Es sieht so aus, doch die Idee hat dennoch überlebt:
Nur läuft es nun mehr auf das gemeinsame Logo hinaus. So sind seit 1999 nahezu alle Stuttgarter S-Bahnzüge zwar ihrer ganz persönlichen Wappen beraubt, dafür erhielten alle Fahrzeuge an gleicher Stelle das Logo des "Verbandes Region Stuttgart".
So ist ist trotz dieser Vereinheitlichung des Erscheinungsbildes eine neue Stuttgarter Identität geschaffen worden.
Natürlich nur ein schwacher Trost für alle die, den die Wappenfahrzeuge ans Herz gewachsen waren.
Frankfurt ist heute noch das einzige Einsatzgebiet in welchem noch Patenschafts-Fahrzeuge anzuteffen sind. Der kurioseste ist dabei sicherlich die Einheit 420 338, welche mit dem Wappen des schwäbischen Böblingen unterwegs ist. Der Triebzug kam noch vor der Klebeaktion mit den "Region Stuttgart"-Logos an den Main. Hier wartet man einfach die Umlackierung in verkehrsrot ab, die dann das entgültige Ende der Individualität unter den 420ern bringt.

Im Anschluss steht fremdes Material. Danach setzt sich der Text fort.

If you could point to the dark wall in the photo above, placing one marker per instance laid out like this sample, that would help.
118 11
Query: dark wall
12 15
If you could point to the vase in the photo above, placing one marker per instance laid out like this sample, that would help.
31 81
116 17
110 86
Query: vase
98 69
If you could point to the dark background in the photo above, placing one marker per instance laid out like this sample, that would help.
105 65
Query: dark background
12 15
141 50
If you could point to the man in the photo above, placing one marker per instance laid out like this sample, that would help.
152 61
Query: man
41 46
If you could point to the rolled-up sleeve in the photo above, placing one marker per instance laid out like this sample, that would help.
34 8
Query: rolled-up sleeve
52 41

Nicht unerwähnt bleiben darf die Würdigung jener Plochinger Triebzüge die 1992 bei der Eröffnung der neuen Münchener Flughafenbahn aushalfen. Diese 420er der 7. Bauserie wurden neben der Führerstandstür mit dem Wappen Münchens versehen. Noch heute kann man mit ein wenig Glück dem Münchner Kindl im Stuttgarter S-Bahnnetz begegnen. Augen auf!